01 - Preheat the oven to 220°C (425°F) and line a baking sheet with parchment paper.
02 - Drain the tofu and press it for 10–15 minutes to remove excess moisture. Cut into 2 cm (¾ inch) cubes.
03 - In a bowl, toss tofu cubes with soy sauce and olive oil. Sprinkle with cornstarch and toss to coat evenly.
04 - Arrange tofu on the prepared baking sheet in a single layer. Bake for 25–30 minutes, flipping halfway, until golden and crispy.
05 - While tofu bakes, rinse the brown rice and combine with water and salt in a saucepan. Bring to a boil, then reduce heat, cover, and simmer for 30–35 minutes, or until tender. Fluff with a fork.

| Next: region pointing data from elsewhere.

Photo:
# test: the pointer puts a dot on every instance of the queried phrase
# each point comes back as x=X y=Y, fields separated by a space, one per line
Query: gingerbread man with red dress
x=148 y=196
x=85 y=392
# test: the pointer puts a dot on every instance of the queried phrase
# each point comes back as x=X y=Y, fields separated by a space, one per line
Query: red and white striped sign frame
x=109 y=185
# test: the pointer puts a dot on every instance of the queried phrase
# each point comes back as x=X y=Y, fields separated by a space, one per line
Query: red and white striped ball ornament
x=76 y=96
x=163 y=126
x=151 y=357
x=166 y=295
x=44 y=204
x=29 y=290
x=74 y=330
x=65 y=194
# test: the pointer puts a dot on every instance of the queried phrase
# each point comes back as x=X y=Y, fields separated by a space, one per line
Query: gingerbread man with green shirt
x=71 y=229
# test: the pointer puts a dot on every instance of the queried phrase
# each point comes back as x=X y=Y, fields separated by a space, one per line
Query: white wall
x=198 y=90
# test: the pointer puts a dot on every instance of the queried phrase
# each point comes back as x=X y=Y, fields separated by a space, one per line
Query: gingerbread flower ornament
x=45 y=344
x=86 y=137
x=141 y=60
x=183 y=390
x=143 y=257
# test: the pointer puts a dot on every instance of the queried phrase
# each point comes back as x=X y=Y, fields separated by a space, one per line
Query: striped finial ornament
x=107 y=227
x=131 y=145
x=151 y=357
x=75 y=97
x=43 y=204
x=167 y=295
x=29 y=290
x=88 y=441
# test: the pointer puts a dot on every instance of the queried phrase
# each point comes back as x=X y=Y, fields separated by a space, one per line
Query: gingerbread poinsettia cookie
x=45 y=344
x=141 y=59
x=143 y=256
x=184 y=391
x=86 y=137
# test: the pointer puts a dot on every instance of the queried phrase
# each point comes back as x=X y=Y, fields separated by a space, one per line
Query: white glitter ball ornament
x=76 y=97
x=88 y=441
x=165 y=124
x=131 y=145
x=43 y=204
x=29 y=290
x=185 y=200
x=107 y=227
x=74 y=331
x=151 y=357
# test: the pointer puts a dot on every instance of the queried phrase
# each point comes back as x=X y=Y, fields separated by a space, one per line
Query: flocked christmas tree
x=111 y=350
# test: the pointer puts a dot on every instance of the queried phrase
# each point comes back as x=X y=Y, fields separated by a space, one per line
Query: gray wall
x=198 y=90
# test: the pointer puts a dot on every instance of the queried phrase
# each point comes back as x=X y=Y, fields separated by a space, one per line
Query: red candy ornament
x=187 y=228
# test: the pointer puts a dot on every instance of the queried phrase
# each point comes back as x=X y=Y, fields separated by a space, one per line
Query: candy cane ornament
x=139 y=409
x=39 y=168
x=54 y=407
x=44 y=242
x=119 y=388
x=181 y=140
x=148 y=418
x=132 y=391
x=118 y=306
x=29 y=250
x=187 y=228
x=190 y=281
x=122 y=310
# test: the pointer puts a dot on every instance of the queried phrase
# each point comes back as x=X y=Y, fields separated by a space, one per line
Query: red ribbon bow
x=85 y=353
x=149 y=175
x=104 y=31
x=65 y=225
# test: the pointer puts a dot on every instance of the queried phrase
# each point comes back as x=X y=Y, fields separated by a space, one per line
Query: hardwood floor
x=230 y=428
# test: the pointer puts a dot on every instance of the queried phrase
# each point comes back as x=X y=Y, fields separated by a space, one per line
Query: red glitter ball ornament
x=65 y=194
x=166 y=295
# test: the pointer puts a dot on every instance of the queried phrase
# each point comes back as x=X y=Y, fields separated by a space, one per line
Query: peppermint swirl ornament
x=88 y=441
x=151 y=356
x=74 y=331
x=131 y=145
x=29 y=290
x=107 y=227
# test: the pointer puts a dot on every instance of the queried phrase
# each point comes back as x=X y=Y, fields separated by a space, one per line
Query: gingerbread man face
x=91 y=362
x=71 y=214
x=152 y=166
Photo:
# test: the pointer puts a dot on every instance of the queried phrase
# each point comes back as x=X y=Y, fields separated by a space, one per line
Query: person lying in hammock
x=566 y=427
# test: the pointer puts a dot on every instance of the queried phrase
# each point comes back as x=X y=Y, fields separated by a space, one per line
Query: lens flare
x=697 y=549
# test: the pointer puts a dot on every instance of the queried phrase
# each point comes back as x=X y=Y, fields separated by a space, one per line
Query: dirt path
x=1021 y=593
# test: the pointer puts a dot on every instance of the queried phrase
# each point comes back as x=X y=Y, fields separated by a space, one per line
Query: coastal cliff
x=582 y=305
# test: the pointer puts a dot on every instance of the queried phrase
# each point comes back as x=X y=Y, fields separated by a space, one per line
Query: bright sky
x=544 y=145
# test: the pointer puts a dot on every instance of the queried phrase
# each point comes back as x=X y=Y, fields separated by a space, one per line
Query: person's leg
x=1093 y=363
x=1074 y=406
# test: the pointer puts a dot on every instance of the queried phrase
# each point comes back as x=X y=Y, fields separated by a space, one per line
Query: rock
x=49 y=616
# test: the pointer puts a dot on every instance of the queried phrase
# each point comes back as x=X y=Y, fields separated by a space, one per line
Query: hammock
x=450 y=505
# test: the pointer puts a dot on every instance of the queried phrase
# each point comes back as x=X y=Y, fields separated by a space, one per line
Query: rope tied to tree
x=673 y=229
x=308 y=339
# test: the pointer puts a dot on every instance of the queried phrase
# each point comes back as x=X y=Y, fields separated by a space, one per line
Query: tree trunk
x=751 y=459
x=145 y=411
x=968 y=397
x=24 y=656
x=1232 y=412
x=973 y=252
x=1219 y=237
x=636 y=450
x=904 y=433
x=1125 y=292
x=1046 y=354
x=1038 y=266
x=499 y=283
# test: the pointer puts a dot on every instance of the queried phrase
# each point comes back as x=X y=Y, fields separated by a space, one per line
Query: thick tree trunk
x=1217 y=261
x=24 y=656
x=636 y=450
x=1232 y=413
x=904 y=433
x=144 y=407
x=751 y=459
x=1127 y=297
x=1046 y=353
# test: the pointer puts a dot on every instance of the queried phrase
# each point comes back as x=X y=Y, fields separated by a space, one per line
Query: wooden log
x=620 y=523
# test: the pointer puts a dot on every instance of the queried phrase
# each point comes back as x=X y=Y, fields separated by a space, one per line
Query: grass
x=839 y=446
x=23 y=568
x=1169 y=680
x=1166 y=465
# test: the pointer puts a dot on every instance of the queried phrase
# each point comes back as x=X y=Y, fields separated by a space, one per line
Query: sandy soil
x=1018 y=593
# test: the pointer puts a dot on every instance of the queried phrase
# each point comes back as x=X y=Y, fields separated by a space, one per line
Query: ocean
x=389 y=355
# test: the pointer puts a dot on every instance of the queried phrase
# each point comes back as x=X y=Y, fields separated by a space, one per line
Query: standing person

06 - For the peanut sauce, whisk together peanut butter, soy sauce, maple syrup, rice vinegar, sesame oil, and garlic. Add warm water, 1 tablespoon at a time, until desired consistency is reached.
07 - Prepare bowl toppings: julienne carrot, slice cucumber and bell pepper, and chop spring onions and herbs.
08 - To assemble, divide brown rice among four bowls. Top with crispy tofu, vegetables, and herbs. Drizzle generously with peanut sauce and sprinkle with sesame seeds. Serve with lime wedges if desired.

# Expert Suggestions:

01 -
  • Crunchy tofu and velvety peanut sauce join forces for a craveable, high-protein bowl that feels like takeout – only healthier.
  • You’ll pick up easy prep tricks for prepping toppings and sauce fast, and clean-up’s a breeze.
02 -
  • Skipping the tofu press leads to sadness – soggy pieces that never crisp no matter how long they bake.
  • Tasting the sauce as you thin it means you’ll always hit the perfect balance for your taste – some days I want extra tang, other days a touch more maple.
03 -
  • For maximum crisp, don’t overcrowd the tofu on the baking sheet – space helps the heat do its work.
  • Use warm (not cold) water to thin the peanut sauce so it blends silky smooth and doesn’t seize up.